Artykuły

A miało być tak pięknie...

Miało być dobrze, a wyszło, jak zawsze. Naprawdę miało być dobrze, choć zaczęło się źle. "Niezwykłą ale prawdziwą historię Macieja Nowaka, artysty teatralnego" pisze Jacek Rakowiecki w Foyer.

22 czerwca 2005 roku marszałek województwa pomorskiego Jan Kozłowski [na zdjęciu] poinformował, że rozstaje się z dyrektorem Teatru Wybrzeże Maciejem Nowakiem. Powodem było - kolejne już - przekroczenie przez Nowaka budżetu teatru. Wybuchła awantura na całą Polskę. No nie taka znowu wielka awantura, bo kogo w końcu obchodzi jakiś dyrektor teatru. Ale część środowiska kulturalnego była rzeczywiście oburzona, bo Nowak od lat uchodził za jednego z najlepszych moderatorów życia kulturalnego, a "Wybrzeże" w ciągu pięciu lat jego dyrektorowania odzyskało opinię jednej z najlepszych scen w Polsce, choć godzi się dodać: wśród scen awangardowych, realizujących - jak mówią jego krytycy - bardziej publicystyczną niż estetyczną funkcję teatru.

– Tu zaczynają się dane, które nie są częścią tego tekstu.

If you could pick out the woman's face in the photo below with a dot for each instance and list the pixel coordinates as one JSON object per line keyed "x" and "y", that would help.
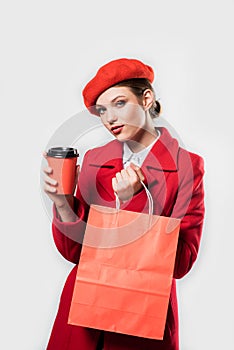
{"x": 121, "y": 113}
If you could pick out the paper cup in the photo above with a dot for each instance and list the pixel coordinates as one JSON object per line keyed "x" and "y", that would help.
{"x": 63, "y": 160}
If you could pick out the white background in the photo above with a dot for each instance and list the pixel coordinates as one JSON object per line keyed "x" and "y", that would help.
{"x": 49, "y": 50}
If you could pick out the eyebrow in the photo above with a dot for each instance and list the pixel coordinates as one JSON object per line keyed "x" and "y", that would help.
{"x": 112, "y": 100}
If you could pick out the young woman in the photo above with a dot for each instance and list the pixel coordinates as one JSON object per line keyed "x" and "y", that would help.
{"x": 121, "y": 95}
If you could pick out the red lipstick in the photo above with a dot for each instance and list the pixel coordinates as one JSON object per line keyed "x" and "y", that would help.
{"x": 116, "y": 129}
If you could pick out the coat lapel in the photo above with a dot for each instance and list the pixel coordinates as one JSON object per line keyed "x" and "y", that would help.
{"x": 159, "y": 163}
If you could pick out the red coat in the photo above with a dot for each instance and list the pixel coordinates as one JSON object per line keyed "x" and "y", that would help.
{"x": 174, "y": 177}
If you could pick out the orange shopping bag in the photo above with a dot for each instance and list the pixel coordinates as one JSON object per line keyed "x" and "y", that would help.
{"x": 125, "y": 272}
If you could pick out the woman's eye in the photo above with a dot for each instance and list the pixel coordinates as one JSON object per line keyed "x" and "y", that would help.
{"x": 100, "y": 110}
{"x": 120, "y": 103}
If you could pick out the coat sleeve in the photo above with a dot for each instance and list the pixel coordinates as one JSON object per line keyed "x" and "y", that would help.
{"x": 189, "y": 207}
{"x": 68, "y": 236}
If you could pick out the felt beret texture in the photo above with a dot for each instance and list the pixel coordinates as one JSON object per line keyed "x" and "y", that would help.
{"x": 112, "y": 73}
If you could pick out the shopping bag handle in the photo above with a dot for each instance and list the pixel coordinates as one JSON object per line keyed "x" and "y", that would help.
{"x": 149, "y": 196}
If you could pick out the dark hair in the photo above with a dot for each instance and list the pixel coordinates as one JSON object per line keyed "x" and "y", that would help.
{"x": 138, "y": 86}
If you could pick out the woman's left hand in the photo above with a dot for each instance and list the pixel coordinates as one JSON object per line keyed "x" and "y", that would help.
{"x": 127, "y": 182}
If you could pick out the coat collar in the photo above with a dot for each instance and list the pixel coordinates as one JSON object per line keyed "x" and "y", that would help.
{"x": 163, "y": 155}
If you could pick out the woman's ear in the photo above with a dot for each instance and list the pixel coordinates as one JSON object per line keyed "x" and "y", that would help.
{"x": 148, "y": 99}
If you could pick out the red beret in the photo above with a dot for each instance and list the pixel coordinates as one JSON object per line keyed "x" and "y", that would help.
{"x": 113, "y": 73}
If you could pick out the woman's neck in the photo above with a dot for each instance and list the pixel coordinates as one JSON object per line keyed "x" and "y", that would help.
{"x": 144, "y": 139}
{"x": 145, "y": 136}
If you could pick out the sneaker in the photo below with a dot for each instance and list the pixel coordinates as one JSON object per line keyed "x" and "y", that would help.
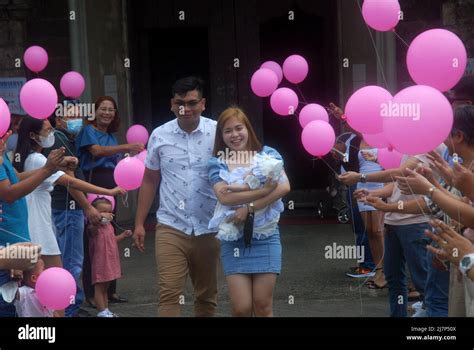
{"x": 104, "y": 313}
{"x": 82, "y": 313}
{"x": 361, "y": 272}
{"x": 112, "y": 314}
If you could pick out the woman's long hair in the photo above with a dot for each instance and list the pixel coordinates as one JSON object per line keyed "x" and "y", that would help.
{"x": 226, "y": 115}
{"x": 25, "y": 143}
{"x": 115, "y": 124}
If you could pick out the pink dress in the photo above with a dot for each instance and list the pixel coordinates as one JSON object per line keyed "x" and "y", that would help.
{"x": 104, "y": 254}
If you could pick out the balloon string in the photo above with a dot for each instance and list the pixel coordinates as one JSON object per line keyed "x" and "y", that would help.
{"x": 301, "y": 93}
{"x": 379, "y": 60}
{"x": 125, "y": 200}
{"x": 399, "y": 37}
{"x": 329, "y": 166}
{"x": 14, "y": 234}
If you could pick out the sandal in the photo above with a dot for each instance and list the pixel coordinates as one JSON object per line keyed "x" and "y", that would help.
{"x": 372, "y": 285}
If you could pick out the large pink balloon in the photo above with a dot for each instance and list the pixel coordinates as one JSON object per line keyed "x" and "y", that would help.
{"x": 92, "y": 197}
{"x": 284, "y": 101}
{"x": 137, "y": 134}
{"x": 142, "y": 156}
{"x": 318, "y": 138}
{"x": 312, "y": 112}
{"x": 381, "y": 15}
{"x": 389, "y": 159}
{"x": 72, "y": 84}
{"x": 364, "y": 107}
{"x": 5, "y": 117}
{"x": 376, "y": 140}
{"x": 36, "y": 58}
{"x": 418, "y": 120}
{"x": 275, "y": 67}
{"x": 437, "y": 58}
{"x": 264, "y": 82}
{"x": 38, "y": 98}
{"x": 128, "y": 173}
{"x": 295, "y": 69}
{"x": 56, "y": 288}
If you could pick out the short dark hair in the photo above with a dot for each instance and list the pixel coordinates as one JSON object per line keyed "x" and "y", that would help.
{"x": 464, "y": 122}
{"x": 182, "y": 86}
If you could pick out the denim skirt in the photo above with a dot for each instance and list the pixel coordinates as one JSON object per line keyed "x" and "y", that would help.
{"x": 263, "y": 256}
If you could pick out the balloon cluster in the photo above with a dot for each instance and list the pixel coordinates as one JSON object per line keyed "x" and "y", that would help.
{"x": 38, "y": 97}
{"x": 418, "y": 118}
{"x": 318, "y": 136}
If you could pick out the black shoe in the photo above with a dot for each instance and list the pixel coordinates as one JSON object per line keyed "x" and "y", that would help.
{"x": 82, "y": 313}
{"x": 117, "y": 299}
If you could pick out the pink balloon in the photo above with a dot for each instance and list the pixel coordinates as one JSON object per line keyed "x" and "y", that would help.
{"x": 264, "y": 82}
{"x": 137, "y": 134}
{"x": 128, "y": 173}
{"x": 56, "y": 288}
{"x": 5, "y": 117}
{"x": 381, "y": 15}
{"x": 295, "y": 69}
{"x": 389, "y": 159}
{"x": 36, "y": 58}
{"x": 38, "y": 98}
{"x": 284, "y": 101}
{"x": 376, "y": 140}
{"x": 92, "y": 197}
{"x": 364, "y": 107}
{"x": 318, "y": 138}
{"x": 142, "y": 156}
{"x": 432, "y": 66}
{"x": 313, "y": 112}
{"x": 418, "y": 120}
{"x": 275, "y": 67}
{"x": 72, "y": 84}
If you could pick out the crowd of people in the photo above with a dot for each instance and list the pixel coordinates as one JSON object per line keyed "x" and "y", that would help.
{"x": 220, "y": 201}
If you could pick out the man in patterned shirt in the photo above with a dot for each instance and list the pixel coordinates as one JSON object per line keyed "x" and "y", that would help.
{"x": 178, "y": 152}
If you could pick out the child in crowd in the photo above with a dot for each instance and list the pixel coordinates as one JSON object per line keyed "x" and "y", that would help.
{"x": 265, "y": 167}
{"x": 104, "y": 255}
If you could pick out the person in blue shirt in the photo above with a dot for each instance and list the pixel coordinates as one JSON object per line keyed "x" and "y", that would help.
{"x": 99, "y": 152}
{"x": 14, "y": 213}
{"x": 251, "y": 272}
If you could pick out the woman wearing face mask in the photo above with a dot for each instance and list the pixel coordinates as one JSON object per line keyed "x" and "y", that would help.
{"x": 35, "y": 135}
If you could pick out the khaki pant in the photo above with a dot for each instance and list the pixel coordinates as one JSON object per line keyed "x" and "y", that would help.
{"x": 178, "y": 255}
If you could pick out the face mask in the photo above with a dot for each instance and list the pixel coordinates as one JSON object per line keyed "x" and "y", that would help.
{"x": 46, "y": 142}
{"x": 74, "y": 126}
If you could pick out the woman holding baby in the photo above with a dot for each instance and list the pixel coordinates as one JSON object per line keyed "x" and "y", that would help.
{"x": 249, "y": 182}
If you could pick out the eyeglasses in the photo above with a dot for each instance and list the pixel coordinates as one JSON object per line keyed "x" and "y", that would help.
{"x": 191, "y": 104}
{"x": 110, "y": 110}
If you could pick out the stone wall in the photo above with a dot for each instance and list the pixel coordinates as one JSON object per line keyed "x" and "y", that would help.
{"x": 420, "y": 15}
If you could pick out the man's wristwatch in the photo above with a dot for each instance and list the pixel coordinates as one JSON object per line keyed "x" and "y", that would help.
{"x": 251, "y": 208}
{"x": 466, "y": 264}
{"x": 430, "y": 192}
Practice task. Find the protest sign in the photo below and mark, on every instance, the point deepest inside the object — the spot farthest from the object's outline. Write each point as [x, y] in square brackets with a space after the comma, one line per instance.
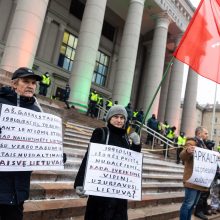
[204, 167]
[113, 172]
[29, 140]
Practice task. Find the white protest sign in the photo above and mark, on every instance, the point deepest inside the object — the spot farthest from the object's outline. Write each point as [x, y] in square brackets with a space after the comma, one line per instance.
[204, 167]
[113, 172]
[29, 140]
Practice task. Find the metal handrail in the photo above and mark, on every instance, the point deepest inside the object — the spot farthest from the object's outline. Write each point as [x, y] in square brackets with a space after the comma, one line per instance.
[158, 136]
[101, 112]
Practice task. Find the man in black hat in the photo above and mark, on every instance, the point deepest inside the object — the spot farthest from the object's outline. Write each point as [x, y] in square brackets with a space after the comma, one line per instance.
[15, 186]
[44, 84]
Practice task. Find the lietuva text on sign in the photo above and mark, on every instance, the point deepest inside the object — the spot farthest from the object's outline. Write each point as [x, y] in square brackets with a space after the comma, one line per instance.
[30, 140]
[113, 172]
[204, 167]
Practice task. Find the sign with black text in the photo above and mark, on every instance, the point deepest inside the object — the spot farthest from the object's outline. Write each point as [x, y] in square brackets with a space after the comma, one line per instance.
[113, 172]
[204, 167]
[29, 140]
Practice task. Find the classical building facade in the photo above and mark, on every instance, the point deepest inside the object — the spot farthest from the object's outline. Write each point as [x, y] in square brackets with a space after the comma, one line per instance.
[119, 48]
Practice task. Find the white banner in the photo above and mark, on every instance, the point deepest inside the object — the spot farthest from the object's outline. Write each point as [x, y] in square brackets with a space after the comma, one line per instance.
[29, 140]
[204, 167]
[113, 172]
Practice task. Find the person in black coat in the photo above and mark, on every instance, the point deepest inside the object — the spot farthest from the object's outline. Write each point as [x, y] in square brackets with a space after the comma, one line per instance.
[15, 186]
[104, 208]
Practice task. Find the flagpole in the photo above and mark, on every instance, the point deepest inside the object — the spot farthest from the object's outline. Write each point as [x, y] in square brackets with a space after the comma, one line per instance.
[213, 113]
[156, 92]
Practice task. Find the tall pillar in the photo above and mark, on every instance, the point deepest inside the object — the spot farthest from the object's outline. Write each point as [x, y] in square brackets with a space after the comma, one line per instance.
[188, 123]
[59, 38]
[163, 95]
[174, 93]
[156, 62]
[6, 10]
[43, 40]
[24, 34]
[147, 47]
[87, 47]
[128, 52]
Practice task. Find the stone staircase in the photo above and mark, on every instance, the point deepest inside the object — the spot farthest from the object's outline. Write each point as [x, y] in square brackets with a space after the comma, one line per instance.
[52, 195]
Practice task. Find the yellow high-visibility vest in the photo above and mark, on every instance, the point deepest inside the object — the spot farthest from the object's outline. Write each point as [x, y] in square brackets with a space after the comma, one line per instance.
[181, 140]
[94, 97]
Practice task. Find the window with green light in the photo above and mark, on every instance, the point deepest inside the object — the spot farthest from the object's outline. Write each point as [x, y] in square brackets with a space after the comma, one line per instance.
[67, 51]
[101, 69]
[67, 54]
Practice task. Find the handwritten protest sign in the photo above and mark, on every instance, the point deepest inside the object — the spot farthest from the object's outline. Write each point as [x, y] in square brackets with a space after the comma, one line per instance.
[113, 172]
[204, 167]
[29, 140]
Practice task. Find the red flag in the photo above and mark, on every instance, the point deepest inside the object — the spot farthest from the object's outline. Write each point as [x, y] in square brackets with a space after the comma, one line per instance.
[200, 44]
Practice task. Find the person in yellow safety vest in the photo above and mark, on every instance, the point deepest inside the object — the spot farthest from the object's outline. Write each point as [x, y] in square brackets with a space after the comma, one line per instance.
[93, 98]
[135, 113]
[181, 141]
[108, 104]
[170, 135]
[44, 84]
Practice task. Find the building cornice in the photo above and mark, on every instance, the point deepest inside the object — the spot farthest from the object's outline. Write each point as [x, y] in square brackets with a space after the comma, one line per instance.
[179, 11]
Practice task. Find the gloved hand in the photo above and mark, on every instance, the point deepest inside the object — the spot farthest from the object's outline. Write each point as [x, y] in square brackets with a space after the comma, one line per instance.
[64, 157]
[80, 192]
[135, 138]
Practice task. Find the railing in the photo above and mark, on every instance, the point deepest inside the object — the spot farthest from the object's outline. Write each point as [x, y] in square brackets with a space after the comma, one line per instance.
[157, 136]
[101, 112]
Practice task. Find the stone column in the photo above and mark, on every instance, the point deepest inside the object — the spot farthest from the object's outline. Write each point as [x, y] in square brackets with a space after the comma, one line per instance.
[43, 40]
[59, 39]
[9, 20]
[156, 62]
[188, 123]
[128, 53]
[174, 93]
[24, 34]
[163, 95]
[87, 47]
[147, 47]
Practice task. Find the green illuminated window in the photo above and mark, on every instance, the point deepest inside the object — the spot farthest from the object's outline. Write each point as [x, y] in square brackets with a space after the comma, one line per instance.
[67, 51]
[67, 55]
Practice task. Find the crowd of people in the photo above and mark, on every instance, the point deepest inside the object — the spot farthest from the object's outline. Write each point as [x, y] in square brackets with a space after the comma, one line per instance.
[15, 186]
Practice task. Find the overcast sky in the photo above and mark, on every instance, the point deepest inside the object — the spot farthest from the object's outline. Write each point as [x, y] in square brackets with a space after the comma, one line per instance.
[206, 88]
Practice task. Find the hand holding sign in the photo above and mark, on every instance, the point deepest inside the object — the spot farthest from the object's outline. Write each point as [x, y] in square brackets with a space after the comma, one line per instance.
[190, 149]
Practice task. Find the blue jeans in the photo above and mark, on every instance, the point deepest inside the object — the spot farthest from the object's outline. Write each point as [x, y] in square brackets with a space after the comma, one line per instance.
[190, 200]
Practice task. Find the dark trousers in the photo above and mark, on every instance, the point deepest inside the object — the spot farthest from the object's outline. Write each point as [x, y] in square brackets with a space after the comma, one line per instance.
[178, 151]
[202, 205]
[92, 109]
[166, 146]
[43, 89]
[11, 212]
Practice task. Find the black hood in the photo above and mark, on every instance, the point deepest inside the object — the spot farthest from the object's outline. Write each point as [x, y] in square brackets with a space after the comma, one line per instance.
[8, 93]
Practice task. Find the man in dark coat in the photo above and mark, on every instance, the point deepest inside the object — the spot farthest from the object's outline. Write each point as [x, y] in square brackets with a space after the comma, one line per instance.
[104, 208]
[15, 186]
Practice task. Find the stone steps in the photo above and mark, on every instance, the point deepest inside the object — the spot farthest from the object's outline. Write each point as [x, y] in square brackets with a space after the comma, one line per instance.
[75, 208]
[64, 189]
[52, 195]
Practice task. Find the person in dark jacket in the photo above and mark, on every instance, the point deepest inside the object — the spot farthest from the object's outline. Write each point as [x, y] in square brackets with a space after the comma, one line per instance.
[104, 208]
[14, 186]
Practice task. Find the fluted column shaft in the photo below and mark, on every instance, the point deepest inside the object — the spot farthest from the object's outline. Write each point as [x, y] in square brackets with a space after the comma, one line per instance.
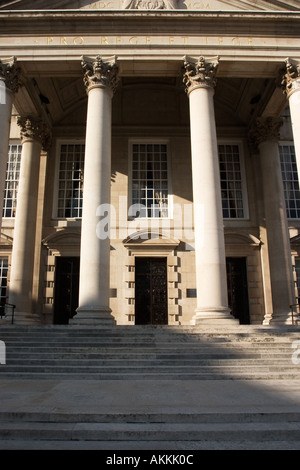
[291, 87]
[100, 80]
[9, 84]
[267, 137]
[34, 134]
[212, 303]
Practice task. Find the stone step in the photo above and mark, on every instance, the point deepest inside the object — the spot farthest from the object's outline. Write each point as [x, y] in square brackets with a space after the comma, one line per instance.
[99, 431]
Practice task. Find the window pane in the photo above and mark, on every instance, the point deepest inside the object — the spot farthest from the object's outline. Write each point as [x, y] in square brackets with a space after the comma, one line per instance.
[70, 182]
[290, 180]
[149, 179]
[231, 182]
[12, 181]
[3, 280]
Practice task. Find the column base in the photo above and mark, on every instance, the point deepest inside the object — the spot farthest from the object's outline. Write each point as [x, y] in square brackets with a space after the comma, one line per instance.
[96, 316]
[286, 318]
[24, 318]
[214, 316]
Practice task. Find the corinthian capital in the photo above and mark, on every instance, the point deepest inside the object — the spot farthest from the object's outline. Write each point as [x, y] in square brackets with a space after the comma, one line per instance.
[291, 79]
[199, 73]
[10, 74]
[99, 73]
[35, 129]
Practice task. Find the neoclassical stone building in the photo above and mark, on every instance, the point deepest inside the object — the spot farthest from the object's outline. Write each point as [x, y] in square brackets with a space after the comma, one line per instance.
[149, 156]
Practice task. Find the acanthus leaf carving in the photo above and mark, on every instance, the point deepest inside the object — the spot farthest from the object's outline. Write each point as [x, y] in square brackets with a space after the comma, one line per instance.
[100, 73]
[200, 73]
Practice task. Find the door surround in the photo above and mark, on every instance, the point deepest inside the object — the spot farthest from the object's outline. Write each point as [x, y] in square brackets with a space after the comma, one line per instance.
[153, 245]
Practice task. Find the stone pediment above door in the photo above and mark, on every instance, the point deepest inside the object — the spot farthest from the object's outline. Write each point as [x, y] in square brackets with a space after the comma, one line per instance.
[205, 5]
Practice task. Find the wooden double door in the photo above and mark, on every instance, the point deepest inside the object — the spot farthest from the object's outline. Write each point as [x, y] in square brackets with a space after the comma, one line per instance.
[151, 291]
[237, 287]
[66, 291]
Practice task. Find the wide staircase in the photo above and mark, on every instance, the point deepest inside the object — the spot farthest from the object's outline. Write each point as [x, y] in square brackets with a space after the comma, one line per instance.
[155, 360]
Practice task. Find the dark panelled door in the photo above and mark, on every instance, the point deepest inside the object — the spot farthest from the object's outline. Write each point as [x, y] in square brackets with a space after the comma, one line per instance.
[151, 297]
[238, 289]
[66, 289]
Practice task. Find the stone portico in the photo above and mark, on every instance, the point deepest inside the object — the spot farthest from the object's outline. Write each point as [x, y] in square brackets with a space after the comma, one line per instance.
[152, 141]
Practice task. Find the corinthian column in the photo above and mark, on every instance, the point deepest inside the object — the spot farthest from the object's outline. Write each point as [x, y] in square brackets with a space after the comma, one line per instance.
[291, 87]
[212, 304]
[35, 135]
[100, 78]
[266, 137]
[9, 84]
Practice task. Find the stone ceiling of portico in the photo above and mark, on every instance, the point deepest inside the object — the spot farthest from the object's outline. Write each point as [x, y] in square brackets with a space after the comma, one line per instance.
[147, 101]
[213, 5]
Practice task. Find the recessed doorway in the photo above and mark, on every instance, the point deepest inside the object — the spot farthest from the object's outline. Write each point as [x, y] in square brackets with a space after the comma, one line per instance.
[151, 291]
[237, 286]
[66, 290]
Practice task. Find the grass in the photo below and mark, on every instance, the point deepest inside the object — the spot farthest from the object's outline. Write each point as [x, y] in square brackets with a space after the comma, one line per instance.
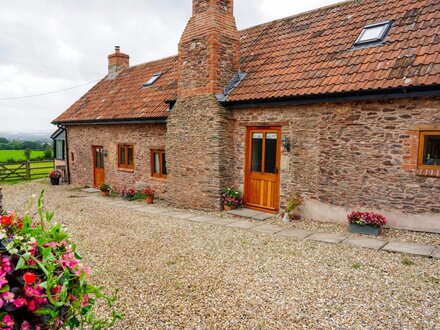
[18, 155]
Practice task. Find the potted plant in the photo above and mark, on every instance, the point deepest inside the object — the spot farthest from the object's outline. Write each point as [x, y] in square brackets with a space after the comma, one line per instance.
[149, 195]
[128, 193]
[55, 177]
[292, 204]
[44, 284]
[231, 199]
[105, 188]
[368, 223]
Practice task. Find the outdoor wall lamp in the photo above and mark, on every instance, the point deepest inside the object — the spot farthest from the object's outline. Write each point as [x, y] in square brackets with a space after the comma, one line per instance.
[286, 143]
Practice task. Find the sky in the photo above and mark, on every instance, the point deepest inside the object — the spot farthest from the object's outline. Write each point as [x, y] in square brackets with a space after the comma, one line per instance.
[49, 45]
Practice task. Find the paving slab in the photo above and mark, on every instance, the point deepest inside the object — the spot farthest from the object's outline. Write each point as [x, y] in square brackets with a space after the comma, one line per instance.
[243, 225]
[267, 229]
[362, 242]
[410, 248]
[326, 237]
[221, 221]
[91, 190]
[151, 210]
[202, 218]
[178, 215]
[295, 233]
[262, 216]
[245, 213]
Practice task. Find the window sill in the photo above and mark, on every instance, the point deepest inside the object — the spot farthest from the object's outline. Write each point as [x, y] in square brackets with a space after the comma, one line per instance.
[128, 170]
[433, 173]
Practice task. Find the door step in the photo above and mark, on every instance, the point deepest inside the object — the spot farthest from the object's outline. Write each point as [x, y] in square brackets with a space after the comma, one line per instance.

Odwołanego Nowaka bronił prezes ZASP Ignacy Gogolewski, ostro wystąpił", najbardziej wpływowy krytyk teatralny w Polsce Roman Pawłowski z "Gazety Wyborczej, murem za dyrektorem stanął prawie cały jego zespół, co w teatrze jest raczej ewenementem.

Obsada i scenografia

W kilkanaście dni później doszło z inicjatywy Teatru "Wybrzeże" do bezprecedensowego spotkania. W pięknym wnętrzu Starego Ratusza w niedzielę 10 lipca stawiło się jakieś 200 osób. Termometry tego dnia pokazywały prawie 30 stopni Celsjusza, w nabitej ludźmi Sali na pewno ponad 30., ale wśród zebranych, skądinąd w większości aktorów i pracowników teatru - rozpoznawanych po szalikach, jak te kibiców piłkarskich, lecz z nadrukiem "Teatr Wybrzeże - teatr dla ludzi", temperatura była bliska wrzenia. Kamery i mikrofony. I krzesła ustawione w krąg, jakby wokół jakiegoś niewidzialnego okrągłego stołu.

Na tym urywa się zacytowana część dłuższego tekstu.